The current government shutdown has brought out the worst in the Republican Party and the pundits who align themselves with it. In a way I feel bad for regular, non-Tea Party Republicans—they’re faced with following some elusive notion of party loyalty even as most of them, possibly, are genuinely appalled by how radical the demands of the Tea Party have been. The Republican Party is (and has been for a while) the party of immediate gratification—they were happy enough to take over the House in 2010 on a head of Tea Party steam, but now they’re paying the rent on that move—and how. A savvier, more responsible party would have found a way to placate the batshit crazies on the fringe—instead they hoped to “use” them as a means for checking President Obama but now find themselves just as wigged out by where the Tea Party will take them as anybody.
At least that’s my read.
As the Beltway idiots argue about who caused the government shutdown and who’s being intransigent, in my mind it’s a settled issue. It’s sad to watch Bill Kristol on CNN try to argue that Obama’s unwillingness to open the World War II Memorial shows him to be the stubborn one. Obama has no true option—he must stand firm because the Tea Party/Republican Party has so often proven itself to be opportunistic negotiators who won’t hold to earlier promises. If Obama gives an inch, they’ll take a mile—that’s what Obama learned the last time we went through this. Curiously, Benjamin Wittes, the legal writer who helped convince President Bush to select John Roberts and Samuel Alito for the Supreme Court, is having no difficulty figuring out who’s to blame—he says this is all the fault of the Republican Party. Pity that most CNN/New York Times journos can’t figure that out.
But let’s move from the current crisis to the next one. I’m referring to government default on the national debt, of course, which clearly is the next item on the agenda of the Tea Party. Rep. Ted Yoho of Florida’s 3rd district alarmed a great many people when he was quoted in The Washington Post on Friday as saying that “I think we need to have that moment where we realize [we’re] going broke. ... I think, personally, it would bring stability to the world markets.” Business Insider has called this “the stupidest thing said about the debt ceiling.”
If you had any doubts about the Tea Party’s rabid insistence on the denial of reality and the recourse to potentially catastrophic solutions to … well… to problems as severe as a national deficit that’s been decreasing sharply over the last two years (at precisely the moment that the economy most needed stimulus) and the possibility of providing health care services to our nation’s uninsured in a way that too decreases the deficit—well, get a load of this.

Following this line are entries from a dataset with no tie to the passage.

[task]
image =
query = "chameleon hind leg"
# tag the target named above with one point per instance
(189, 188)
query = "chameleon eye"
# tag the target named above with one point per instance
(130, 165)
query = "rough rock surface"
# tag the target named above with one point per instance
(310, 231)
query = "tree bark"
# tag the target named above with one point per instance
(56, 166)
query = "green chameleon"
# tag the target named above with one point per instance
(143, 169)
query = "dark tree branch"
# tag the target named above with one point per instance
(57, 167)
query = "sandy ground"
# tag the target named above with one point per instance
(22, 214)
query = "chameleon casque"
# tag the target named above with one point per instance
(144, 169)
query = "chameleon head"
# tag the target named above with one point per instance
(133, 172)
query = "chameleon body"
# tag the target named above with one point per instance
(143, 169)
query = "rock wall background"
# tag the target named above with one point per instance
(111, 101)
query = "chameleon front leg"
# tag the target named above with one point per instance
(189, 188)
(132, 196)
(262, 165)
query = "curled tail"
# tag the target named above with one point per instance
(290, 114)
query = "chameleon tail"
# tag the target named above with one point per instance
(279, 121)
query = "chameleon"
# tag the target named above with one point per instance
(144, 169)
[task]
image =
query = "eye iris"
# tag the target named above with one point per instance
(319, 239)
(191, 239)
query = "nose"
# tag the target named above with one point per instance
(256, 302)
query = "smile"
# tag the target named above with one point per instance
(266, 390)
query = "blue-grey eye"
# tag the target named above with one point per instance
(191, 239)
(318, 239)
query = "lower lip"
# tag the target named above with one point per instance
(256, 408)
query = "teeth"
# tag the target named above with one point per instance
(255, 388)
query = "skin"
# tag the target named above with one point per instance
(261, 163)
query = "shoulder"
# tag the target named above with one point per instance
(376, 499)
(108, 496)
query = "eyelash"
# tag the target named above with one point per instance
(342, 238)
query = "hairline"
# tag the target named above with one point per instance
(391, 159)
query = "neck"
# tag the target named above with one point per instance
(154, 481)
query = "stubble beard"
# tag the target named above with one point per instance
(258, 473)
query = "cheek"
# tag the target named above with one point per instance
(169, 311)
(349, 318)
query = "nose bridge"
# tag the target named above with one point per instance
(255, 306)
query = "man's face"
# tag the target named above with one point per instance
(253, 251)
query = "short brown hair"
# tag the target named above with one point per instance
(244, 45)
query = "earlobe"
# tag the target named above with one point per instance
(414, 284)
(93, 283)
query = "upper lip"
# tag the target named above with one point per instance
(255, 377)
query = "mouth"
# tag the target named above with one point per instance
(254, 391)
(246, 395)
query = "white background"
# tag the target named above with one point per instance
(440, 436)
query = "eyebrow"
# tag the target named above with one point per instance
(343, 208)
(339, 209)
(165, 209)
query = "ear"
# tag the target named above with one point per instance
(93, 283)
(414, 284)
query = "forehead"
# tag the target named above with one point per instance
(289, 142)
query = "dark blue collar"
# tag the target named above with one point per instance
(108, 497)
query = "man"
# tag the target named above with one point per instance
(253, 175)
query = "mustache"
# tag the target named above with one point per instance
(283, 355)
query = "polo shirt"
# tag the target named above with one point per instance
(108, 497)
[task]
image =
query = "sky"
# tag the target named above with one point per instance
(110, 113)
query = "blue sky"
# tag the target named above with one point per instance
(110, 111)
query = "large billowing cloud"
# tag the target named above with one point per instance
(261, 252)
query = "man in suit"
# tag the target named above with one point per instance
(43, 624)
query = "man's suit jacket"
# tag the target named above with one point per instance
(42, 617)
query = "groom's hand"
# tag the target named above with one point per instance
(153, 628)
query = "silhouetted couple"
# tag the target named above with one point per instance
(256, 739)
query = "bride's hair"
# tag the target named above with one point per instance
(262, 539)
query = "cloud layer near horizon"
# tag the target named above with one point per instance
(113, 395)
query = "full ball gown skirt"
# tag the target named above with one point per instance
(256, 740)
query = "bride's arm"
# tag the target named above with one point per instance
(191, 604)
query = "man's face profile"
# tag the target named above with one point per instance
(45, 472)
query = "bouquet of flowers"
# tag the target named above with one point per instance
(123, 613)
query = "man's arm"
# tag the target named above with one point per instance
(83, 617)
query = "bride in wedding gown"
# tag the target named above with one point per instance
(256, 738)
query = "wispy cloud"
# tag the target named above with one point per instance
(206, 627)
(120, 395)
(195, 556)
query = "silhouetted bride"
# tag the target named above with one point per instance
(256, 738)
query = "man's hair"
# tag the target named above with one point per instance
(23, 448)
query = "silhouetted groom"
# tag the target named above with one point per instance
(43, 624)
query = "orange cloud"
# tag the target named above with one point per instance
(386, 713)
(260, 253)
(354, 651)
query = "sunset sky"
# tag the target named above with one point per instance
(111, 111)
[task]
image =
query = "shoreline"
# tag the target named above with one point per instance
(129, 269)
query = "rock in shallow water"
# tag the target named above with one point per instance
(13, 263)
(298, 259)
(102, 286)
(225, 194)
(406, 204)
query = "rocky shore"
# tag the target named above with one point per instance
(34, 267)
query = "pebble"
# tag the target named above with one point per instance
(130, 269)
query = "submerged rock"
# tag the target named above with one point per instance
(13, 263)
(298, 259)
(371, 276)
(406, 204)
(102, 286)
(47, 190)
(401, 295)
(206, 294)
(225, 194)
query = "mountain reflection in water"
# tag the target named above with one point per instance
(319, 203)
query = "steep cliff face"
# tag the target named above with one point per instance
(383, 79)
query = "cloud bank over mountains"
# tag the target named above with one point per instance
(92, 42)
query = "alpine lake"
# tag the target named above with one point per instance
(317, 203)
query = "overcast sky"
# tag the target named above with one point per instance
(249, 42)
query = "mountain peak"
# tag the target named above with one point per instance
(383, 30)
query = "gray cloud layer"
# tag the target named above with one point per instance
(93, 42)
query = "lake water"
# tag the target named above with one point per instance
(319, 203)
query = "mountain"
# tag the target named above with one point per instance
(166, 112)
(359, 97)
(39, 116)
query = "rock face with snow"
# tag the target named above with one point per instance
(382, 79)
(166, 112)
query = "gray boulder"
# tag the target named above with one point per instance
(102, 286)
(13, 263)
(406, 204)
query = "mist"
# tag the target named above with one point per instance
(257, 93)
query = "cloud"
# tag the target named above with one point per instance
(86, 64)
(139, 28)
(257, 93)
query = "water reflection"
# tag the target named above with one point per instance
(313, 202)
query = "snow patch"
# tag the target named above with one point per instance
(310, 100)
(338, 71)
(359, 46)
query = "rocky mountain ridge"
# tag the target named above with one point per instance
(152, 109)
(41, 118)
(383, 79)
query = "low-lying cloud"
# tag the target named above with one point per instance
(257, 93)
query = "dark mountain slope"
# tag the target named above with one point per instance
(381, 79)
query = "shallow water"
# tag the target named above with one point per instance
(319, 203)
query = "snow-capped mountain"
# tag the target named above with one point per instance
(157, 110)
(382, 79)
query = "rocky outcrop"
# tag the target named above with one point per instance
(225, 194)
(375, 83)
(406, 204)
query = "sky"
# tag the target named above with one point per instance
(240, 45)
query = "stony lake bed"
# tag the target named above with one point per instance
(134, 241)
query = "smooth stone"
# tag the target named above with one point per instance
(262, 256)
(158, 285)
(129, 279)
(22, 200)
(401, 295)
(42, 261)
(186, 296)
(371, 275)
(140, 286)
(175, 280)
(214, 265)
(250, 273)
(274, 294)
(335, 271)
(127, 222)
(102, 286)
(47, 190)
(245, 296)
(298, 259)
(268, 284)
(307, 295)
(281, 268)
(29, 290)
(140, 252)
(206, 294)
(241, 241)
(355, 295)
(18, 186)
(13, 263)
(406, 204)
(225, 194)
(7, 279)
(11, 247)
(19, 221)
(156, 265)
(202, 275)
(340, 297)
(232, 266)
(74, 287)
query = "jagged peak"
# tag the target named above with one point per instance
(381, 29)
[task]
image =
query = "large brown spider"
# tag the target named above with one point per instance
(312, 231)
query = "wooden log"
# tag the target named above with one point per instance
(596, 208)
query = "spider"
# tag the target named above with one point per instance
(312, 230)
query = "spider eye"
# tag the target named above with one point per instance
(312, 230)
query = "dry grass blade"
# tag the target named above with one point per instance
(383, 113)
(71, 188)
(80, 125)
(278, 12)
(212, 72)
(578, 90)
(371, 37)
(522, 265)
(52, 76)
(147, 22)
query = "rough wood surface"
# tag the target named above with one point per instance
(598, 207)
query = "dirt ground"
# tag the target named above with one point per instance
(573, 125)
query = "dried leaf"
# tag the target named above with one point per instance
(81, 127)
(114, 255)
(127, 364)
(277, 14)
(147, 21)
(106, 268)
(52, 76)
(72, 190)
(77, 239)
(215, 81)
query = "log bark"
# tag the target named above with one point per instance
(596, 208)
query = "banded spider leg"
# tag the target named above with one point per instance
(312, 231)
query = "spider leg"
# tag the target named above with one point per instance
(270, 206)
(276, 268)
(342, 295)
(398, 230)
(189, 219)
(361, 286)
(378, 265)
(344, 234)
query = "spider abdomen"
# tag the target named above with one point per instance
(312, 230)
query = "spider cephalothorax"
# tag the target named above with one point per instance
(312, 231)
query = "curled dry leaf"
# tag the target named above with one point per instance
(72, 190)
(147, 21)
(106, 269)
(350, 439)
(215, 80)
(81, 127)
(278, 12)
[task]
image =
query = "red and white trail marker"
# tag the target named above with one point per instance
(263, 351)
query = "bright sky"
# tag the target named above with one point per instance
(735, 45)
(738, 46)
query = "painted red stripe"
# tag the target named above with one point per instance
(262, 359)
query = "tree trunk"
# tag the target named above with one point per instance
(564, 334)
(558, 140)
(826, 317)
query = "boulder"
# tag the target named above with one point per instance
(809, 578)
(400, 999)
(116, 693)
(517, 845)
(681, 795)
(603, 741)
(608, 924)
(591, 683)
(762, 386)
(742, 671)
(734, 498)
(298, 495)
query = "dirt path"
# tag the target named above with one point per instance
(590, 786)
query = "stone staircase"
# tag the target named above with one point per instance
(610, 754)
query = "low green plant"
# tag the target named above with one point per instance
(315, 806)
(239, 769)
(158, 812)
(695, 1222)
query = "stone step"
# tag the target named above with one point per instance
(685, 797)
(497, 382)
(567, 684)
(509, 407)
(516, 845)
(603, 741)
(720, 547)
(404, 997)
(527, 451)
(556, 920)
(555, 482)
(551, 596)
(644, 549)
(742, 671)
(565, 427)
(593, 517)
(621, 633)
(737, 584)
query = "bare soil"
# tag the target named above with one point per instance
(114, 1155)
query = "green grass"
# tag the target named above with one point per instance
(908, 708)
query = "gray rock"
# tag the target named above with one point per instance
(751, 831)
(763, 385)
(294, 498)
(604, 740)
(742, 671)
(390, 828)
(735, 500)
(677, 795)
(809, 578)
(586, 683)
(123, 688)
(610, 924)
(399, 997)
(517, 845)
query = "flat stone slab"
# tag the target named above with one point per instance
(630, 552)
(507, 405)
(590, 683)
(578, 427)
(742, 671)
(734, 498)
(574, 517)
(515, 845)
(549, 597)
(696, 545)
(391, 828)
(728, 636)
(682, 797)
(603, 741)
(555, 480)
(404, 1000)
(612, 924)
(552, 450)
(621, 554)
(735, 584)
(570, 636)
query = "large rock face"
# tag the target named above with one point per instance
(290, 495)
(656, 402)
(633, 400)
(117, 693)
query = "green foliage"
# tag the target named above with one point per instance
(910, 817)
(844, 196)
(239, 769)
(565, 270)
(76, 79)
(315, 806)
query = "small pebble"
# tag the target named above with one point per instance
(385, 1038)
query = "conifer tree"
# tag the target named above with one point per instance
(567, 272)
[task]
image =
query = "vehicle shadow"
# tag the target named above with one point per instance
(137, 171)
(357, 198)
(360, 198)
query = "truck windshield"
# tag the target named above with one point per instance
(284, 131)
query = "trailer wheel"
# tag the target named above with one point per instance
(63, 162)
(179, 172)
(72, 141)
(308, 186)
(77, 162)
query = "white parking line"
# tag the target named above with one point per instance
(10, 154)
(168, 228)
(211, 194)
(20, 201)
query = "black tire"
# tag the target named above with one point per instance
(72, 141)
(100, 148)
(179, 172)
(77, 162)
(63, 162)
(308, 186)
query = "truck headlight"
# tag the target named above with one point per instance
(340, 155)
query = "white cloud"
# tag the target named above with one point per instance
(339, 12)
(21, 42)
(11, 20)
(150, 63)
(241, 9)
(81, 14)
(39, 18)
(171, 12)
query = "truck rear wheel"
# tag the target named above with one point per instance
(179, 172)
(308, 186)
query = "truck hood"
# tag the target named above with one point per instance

Earlier today TPM reported that John Boehner’s press secretary, Michael Steel, sent out an email urging Democratic opinion-makers to emphasize the calamitous effects of a default, linking to this Bloomberg article.
You read that correctly: Boehner is so bewildered with what to do about the far right of his own party that he’s seeking help from Democrats in order to avert a catastrophe. He daren’t ask his own party members to do the same thing because they’ll just demand his ouster for ... well, for pointing out that a government default would be really bad for the country—and the entire world. Just yesterday Treasury Secretary Jack Lew was on Meet the Press reassuring viewers that a default would not be so bad, for which lefties Bob Somerby and Kevin Drum promptly chided him. That’s the context for Steel’s email—Democrats being insufficiently alarmist about the road to ruin Tea Party folks are hell-bent on taking this country on.
This ties into my overriding theory about John Boehner. I actually think he sees the current shutdown as part of a master plan to deal with the out-of-control GOP fringe. It’s likely that Boehner can properly disobey the Tea Party in a major way precisely one time. Once that happens, he’s out and most likely, Eric Cantor becomes the new Speaker of the House. I think Boehner is keeping that one rebuke in his pocket until the day that really counts—when the fight over defaulting on government debts happens.
Steel’s email is the icing on the cake. So take a moment and send the Great Orange One your prayers—he’s got an awfully tough lot, and, as annoying as he can be, I think he’s doing something genuinely patriotic here. And he’ll never get due credit for it.